Majidian, S.; Chalco, A.; Zheng, X.; Webby, R. J.; Bowman, A. S.; Poulson, R. L.; Nemeth, N. M.; Sedlazeck, F. J.; Agustinho, D. P.

Phylogenomic surveillance is limited not by sequencing throughput, but by the difficulty of converting heterogeneous raw data into reliable evolutionary inference, particularly for low-titer and contaminated viral field samples. Here we present Omni2Tree, an assembly-free framework that reconstructs viral phylogenies directly from raw sequencing reads and generates easily shareable interactive reports and genome-wide entropy profiles to identify diversification. In H5N1 benchmark analyses, Omni2Tree maintained accurate placement and topological stability even under low coverage, unlike assembly or reference based methods.

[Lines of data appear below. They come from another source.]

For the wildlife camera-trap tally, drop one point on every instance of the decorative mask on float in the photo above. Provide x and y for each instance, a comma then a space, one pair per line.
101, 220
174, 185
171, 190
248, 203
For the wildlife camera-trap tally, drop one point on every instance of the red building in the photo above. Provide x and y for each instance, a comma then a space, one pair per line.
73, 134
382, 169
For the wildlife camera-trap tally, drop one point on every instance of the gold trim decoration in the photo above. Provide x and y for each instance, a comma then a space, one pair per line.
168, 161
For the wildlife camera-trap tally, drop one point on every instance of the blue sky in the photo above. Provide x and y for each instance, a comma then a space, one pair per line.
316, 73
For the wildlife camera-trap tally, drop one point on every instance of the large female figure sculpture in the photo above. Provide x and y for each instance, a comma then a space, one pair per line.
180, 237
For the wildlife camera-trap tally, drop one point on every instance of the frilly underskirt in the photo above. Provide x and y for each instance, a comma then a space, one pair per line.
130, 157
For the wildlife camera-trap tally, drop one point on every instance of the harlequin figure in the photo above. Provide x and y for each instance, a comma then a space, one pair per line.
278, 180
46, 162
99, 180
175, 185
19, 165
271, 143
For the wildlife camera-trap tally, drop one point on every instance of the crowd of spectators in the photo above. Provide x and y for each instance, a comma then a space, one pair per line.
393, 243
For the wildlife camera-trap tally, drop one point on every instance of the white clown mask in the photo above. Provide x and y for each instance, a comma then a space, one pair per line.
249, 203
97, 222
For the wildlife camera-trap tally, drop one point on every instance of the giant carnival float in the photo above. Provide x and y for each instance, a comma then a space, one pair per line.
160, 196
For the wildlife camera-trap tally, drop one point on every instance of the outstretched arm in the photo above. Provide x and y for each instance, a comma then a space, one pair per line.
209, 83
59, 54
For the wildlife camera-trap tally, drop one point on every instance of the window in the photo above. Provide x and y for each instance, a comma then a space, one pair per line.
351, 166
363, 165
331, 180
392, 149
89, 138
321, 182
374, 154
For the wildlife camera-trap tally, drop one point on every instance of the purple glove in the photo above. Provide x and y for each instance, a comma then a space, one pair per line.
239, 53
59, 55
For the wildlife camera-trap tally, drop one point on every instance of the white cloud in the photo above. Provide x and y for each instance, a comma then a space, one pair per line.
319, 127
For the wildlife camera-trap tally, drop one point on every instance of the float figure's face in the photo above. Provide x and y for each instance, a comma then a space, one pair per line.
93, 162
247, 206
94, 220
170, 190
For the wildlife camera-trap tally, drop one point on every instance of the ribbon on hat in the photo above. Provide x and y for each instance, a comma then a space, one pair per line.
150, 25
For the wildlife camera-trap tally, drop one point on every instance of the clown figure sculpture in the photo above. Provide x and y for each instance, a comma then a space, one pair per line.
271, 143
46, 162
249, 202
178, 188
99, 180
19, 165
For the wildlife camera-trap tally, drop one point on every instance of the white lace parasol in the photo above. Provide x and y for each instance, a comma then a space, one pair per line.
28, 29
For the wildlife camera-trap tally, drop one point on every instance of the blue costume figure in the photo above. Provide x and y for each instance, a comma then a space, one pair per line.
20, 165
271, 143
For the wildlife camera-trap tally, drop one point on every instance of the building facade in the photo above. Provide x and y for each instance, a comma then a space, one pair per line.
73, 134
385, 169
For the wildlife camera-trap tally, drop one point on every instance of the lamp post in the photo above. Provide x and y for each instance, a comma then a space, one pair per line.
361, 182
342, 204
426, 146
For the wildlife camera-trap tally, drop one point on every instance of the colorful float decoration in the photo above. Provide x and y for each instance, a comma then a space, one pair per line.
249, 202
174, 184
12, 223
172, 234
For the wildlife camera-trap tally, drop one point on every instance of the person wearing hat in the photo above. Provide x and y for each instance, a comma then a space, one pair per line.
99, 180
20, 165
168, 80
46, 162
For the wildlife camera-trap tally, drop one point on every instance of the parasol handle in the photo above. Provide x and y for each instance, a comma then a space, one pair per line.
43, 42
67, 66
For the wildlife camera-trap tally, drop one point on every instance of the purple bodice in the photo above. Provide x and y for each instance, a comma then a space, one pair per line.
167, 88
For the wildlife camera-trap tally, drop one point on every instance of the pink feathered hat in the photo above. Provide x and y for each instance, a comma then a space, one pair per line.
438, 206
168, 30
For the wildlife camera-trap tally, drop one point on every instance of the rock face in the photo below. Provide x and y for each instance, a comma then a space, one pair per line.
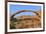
29, 21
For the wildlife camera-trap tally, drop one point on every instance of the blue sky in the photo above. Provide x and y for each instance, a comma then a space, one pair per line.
14, 8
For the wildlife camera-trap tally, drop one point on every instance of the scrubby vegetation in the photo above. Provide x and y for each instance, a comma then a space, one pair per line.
26, 21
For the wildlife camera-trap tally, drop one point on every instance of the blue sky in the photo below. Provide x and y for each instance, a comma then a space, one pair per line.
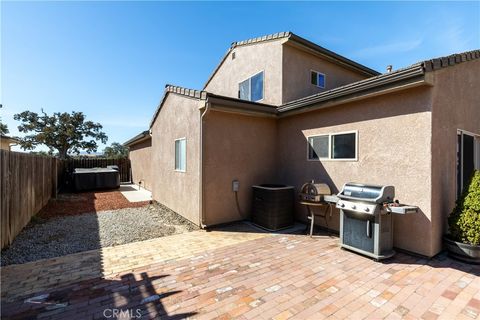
111, 60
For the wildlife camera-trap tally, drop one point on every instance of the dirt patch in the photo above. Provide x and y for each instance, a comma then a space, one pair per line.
69, 204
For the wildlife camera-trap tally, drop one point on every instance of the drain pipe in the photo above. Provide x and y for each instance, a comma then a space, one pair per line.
202, 213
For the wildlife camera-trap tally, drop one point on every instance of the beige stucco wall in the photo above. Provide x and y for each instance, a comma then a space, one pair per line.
393, 148
178, 118
235, 147
250, 60
140, 155
456, 105
297, 67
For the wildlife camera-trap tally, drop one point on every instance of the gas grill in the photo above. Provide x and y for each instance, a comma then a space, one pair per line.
366, 223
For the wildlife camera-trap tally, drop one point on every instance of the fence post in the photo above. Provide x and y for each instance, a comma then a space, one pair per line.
55, 178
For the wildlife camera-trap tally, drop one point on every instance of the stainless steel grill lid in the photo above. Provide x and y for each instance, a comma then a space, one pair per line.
369, 193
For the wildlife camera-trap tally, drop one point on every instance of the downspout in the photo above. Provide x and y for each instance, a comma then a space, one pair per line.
202, 213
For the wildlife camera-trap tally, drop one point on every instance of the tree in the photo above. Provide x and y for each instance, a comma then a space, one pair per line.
64, 132
116, 150
3, 127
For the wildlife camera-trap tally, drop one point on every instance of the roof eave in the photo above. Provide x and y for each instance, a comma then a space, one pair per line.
145, 135
405, 79
331, 56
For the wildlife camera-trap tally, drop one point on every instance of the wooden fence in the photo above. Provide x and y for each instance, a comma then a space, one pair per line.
27, 182
123, 165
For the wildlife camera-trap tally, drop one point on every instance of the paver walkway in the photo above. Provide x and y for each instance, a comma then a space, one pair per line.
244, 275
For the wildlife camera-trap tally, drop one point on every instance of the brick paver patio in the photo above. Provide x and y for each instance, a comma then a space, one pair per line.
238, 274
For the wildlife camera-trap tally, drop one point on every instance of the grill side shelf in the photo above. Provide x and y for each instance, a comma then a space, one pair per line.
402, 209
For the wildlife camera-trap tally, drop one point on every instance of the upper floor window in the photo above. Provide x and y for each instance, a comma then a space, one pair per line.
252, 88
338, 146
318, 79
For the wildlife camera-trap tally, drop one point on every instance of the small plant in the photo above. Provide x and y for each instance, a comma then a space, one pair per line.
464, 221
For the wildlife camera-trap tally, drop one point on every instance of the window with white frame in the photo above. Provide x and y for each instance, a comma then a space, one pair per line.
252, 88
337, 146
318, 79
181, 154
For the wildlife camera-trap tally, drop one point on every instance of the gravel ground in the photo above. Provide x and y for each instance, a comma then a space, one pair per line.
58, 236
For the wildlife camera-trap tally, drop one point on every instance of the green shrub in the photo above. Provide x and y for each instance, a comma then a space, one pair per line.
464, 221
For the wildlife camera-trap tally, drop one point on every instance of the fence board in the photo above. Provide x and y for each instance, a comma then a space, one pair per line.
26, 186
123, 166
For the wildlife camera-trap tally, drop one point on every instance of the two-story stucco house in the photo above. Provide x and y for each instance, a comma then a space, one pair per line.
281, 109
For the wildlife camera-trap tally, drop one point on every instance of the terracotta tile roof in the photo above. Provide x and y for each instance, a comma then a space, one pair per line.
199, 94
442, 62
413, 72
269, 37
330, 55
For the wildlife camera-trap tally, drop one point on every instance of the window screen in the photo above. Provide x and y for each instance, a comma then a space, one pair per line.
257, 87
252, 88
318, 147
314, 78
317, 79
321, 80
180, 154
343, 146
244, 92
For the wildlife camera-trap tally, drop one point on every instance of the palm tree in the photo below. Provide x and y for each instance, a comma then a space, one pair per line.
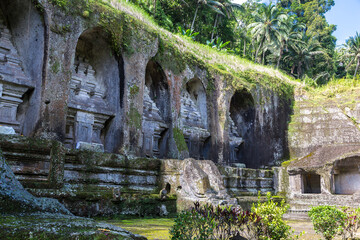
228, 7
353, 49
267, 25
214, 5
303, 55
289, 34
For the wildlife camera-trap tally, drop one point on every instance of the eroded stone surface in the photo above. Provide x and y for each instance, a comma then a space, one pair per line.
13, 81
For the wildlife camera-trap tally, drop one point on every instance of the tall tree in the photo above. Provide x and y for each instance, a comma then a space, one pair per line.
266, 25
302, 56
290, 34
214, 5
353, 49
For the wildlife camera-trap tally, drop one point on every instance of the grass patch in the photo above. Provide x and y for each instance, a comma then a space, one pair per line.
152, 228
128, 18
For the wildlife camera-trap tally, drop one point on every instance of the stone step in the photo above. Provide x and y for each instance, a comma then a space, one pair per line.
21, 156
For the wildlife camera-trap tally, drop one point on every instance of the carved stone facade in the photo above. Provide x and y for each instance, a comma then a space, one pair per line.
88, 111
156, 120
154, 125
235, 141
13, 81
194, 128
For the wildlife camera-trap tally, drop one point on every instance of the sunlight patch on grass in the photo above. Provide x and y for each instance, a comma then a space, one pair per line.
154, 228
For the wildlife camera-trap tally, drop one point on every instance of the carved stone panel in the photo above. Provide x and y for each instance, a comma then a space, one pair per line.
83, 129
153, 126
194, 129
13, 81
88, 109
235, 141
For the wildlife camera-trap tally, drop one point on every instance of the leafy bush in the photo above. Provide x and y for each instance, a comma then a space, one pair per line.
272, 225
351, 222
188, 33
208, 222
327, 220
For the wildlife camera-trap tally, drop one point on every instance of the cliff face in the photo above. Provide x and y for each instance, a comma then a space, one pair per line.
100, 77
326, 118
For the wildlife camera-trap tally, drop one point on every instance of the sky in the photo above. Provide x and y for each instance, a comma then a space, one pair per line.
345, 14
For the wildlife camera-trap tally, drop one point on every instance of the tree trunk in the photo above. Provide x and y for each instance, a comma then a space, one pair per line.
263, 60
357, 67
192, 25
299, 70
215, 25
155, 8
244, 51
257, 50
281, 52
292, 69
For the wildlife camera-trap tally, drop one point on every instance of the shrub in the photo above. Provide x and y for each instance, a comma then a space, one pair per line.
208, 222
272, 225
351, 222
327, 220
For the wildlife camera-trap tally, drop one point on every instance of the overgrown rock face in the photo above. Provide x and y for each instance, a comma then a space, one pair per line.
15, 85
94, 98
156, 122
95, 89
194, 119
15, 199
321, 123
257, 128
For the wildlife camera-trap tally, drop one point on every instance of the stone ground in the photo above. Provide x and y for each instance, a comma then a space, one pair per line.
159, 228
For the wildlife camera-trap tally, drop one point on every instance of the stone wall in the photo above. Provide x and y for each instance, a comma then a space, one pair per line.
69, 82
91, 183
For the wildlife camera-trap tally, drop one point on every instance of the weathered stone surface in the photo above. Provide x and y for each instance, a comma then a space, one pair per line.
58, 226
95, 147
7, 130
194, 181
15, 199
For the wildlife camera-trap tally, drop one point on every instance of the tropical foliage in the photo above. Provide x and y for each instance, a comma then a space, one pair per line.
291, 35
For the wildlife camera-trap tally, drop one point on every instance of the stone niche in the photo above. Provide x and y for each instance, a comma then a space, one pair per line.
347, 176
93, 102
311, 183
240, 125
15, 86
194, 119
156, 120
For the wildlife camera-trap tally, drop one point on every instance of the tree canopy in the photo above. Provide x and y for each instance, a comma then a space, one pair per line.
292, 35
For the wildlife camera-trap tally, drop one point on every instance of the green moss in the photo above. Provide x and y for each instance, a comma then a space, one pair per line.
134, 90
134, 118
60, 29
179, 140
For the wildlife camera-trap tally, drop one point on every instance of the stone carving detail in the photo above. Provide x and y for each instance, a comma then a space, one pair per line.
154, 126
194, 129
83, 83
88, 110
13, 81
235, 141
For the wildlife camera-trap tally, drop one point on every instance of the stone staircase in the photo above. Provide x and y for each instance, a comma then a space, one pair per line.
247, 182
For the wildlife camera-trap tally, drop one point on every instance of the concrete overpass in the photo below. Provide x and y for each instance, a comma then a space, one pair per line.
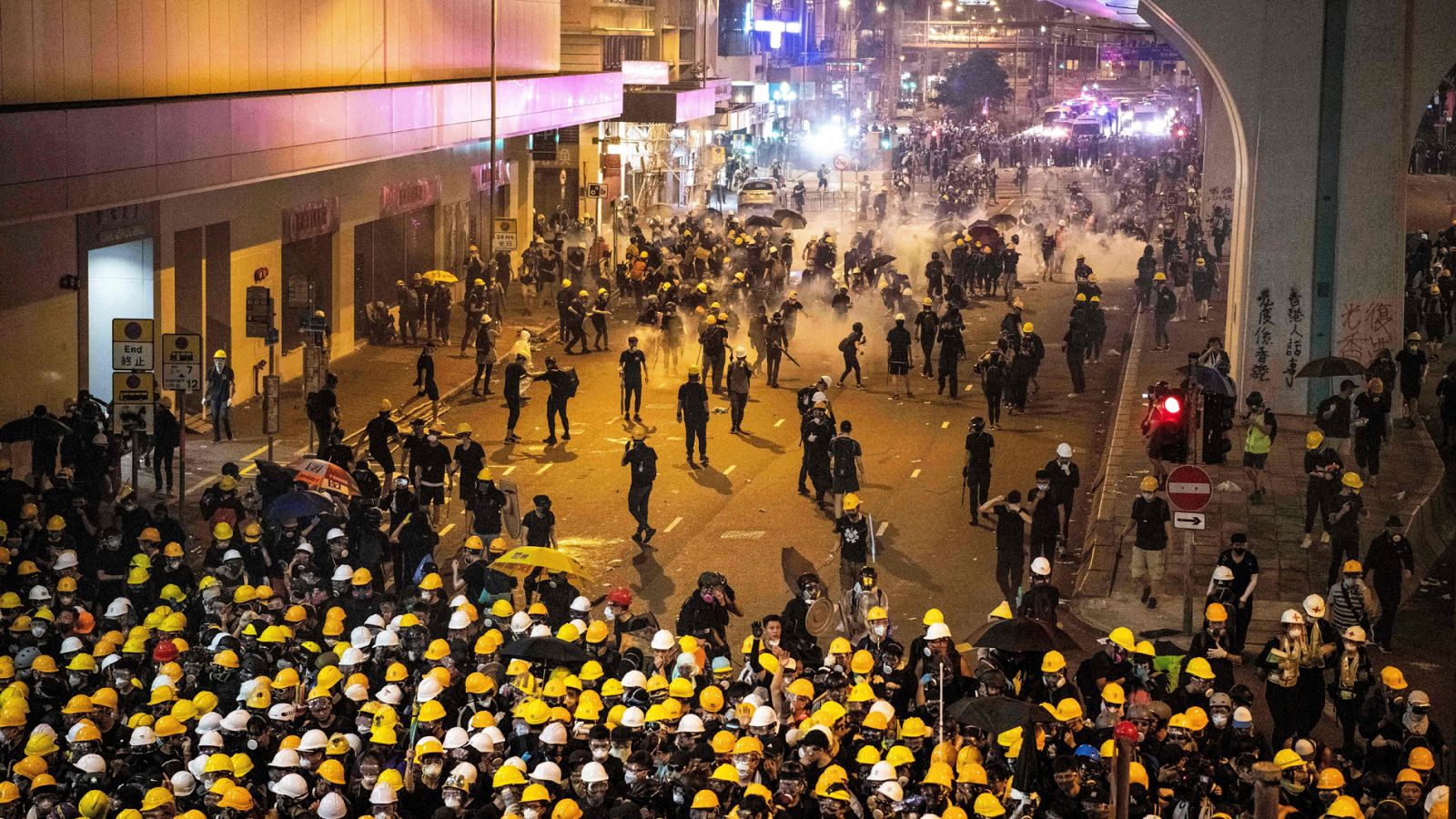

Omni2Tree generated an annotated phylogeny for 64-sample H5N1 field surveillance dataset from the eastern USA in under 3 hours. Omni2Tree recovered known phylogenetic structure and key variability insights across 1,328 hepatitis C virus and 707 human cytomegalovirus datasets, and resolved co-infecting respiratory viruses in clinical metagenomic samples. By enabling direct analysis from raw reads, Omni2Tree supports faster, more portable, and more decentralized phylogenomic surveillance across outbreak, clinical, and resource-limited settings.